Paper--Self-supervised Learning on Graphs, Deep Insights and New Directions

2021-01-11

Paper Self-supervised Learning on Graphs: Deep Insights and New Directions

Codes

Why?

Nodes in graphs present unique structure information and they are inherently linked indicating not independent and identically distributed (or i.i.d.).
(SSL) has been introduced in both the image and text domains to alleviate the need of large labeled data by deriving labels for the significantly more unlabeled data.
To fully exploit the unlabeled nodes for GNNs, SSL can be naturally harnessed for providing additional supervision.
The challenges of graph to use SSL:
- graphs are not restricted to these rigid structures.
- each node in a graph is an individual instance and has its own associated attributes and topological structures
- instances (or nodes) are inherently linked and dependent of each other.

Goals

Focus on advancing GNNs for node classification where GNNs leverage both labeled and unlabeled nodes on a graph to jointly learn node representations and a classifier that can predict the labels of unlabeled nodes on the graph. Aims at gain insights on when and why SSL works for GNNs and which strategy can better integrate SSL for GNNs.
Focus on semi-supervised node classification task

\(\min\limits_{\theta}\mathcal{L}_{task}(\theta,\mathrm{A,X},\mathcal{D}_L)=\sum\limits_{(v_i,y_i)\in\mathcal{D}_L}\ell(f_{\theta}(\mathcal{G})_{v_i},y_i)\)

Previous work

Examples

Multi-stage self-supervised learning for graph convolutional networks on graphs with few labels utilize the clustering assignments of node embeddings as guidance to update the graph neural networks.
Self-supervised graph representation learning via global context prediction proposed to use the global context of nodes as the supervisory signals to learn node embeddings.

Basic pretext task on graphs

Structure information (Adjacency matrix \(\mathrm{A}\))

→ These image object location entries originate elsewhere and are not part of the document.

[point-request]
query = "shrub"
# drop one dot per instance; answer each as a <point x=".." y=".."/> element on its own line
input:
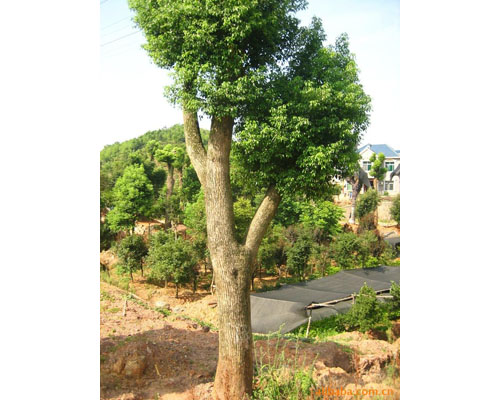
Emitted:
<point x="395" y="209"/>
<point x="366" y="313"/>
<point x="172" y="260"/>
<point x="131" y="252"/>
<point x="107" y="237"/>
<point x="367" y="203"/>
<point x="367" y="223"/>
<point x="298" y="255"/>
<point x="393" y="305"/>
<point x="367" y="250"/>
<point x="345" y="250"/>
<point x="280" y="378"/>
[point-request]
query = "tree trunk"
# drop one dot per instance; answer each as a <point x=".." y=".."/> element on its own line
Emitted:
<point x="356" y="187"/>
<point x="170" y="189"/>
<point x="232" y="261"/>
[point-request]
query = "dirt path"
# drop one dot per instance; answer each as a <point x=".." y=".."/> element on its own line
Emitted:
<point x="145" y="355"/>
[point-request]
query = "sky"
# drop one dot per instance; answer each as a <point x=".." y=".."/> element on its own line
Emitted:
<point x="131" y="87"/>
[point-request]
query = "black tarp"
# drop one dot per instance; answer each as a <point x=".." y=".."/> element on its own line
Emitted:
<point x="285" y="307"/>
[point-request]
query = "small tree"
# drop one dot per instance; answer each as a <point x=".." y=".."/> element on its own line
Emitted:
<point x="366" y="313"/>
<point x="377" y="170"/>
<point x="393" y="305"/>
<point x="395" y="209"/>
<point x="131" y="252"/>
<point x="298" y="255"/>
<point x="107" y="236"/>
<point x="133" y="196"/>
<point x="322" y="217"/>
<point x="172" y="260"/>
<point x="367" y="203"/>
<point x="345" y="250"/>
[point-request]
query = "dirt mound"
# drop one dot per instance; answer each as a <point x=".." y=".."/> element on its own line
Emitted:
<point x="145" y="355"/>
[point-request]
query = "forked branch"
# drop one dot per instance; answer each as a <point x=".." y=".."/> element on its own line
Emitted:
<point x="194" y="145"/>
<point x="261" y="220"/>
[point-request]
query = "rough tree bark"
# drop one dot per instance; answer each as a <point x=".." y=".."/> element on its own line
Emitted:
<point x="170" y="189"/>
<point x="232" y="261"/>
<point x="356" y="188"/>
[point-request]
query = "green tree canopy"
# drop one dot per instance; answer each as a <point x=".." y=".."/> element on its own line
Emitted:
<point x="172" y="259"/>
<point x="131" y="252"/>
<point x="378" y="170"/>
<point x="133" y="197"/>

Construct self-supervision information for the unlabeled nodes based on their local structure information, or how they relate to the rest of the graph

Local structure information

Node property
- use node degree as a representative local node property for self-supervision while leaving other node properties (or the combination) as one future work
- Formally, let \(d_i=\sum\limits_{j=1}^{N}\mathrm{A}_{ij}\) denote the degree of \(v_i\) and construct the associated loss of the SSL pretext task as
  
  \(\mathcal{L}_{self}(\theta',\mathrm{A,X},\mathcal{D}_U)=\frac{1}{|\mathcal{D}_U|}\sum\limits_{v_i\in\mathcal{D}_U}(f_{\theta'}(\mathcal{G})_{v_i}-d_i)^2\), where \(\mathcal{D}_U\) denote the set of unlabeled nodes and associated pretext task labels in the graph.
- Assumption: The node property information is related to the specific task of interest.
EdgeMask
- Build pretext task based on the connections between two nodes in the graph. Specifically, one can first randomly mask some edges and then the model is asked to reconstruct the masked edges.
- Formally, first mask \(m_e\) edges denotes as the set \(\mathcal{M}_e\subset\varepsilon\) and also sample the set \(\bar{\mathcal{M}_e}=\{(v_i,v_j)|v_i,v_j\in\mathcal{V},(v_i,v_j)\notin\varepsilon\}\), \(|\bar{\mathcal{M}_e}|=|\mathcal{M}_e|=m_e\) . Then the SSL pretext task is to predict whether there exist a link between a given node pair.
  
  \(\mathcal{L}_{self}(\theta',\mathrm{A,X},\mathcal{D}_U)=\\\frac{1}{|\mathcal{M}_e|}\sum\limits_{(v_i,v_j)\in\mathcal{M}_e}\ell(f_w(|f_{\theta'}(\mathcal{G})_{v_i}-f_{\theta'}(\mathcal{G})_{v_j}|),1)+\frac{1}{|\bar{\mathcal{M}_e}|}\sum\limits_{(v_i,v_j)\in\bar{\mathcal{M}_e}}\ell(f_w(|f_{\theta'}(\mathcal{G})_{v_i}-f_{\theta'}(\mathcal{G})_{v_j}|),0)\), where \(\ell(\cdot,\cdot)\) is the cross entropy loss, \(f_w\) linearly maps to 1-dimension.
- Expecting to help GNN learn information about local connectivity.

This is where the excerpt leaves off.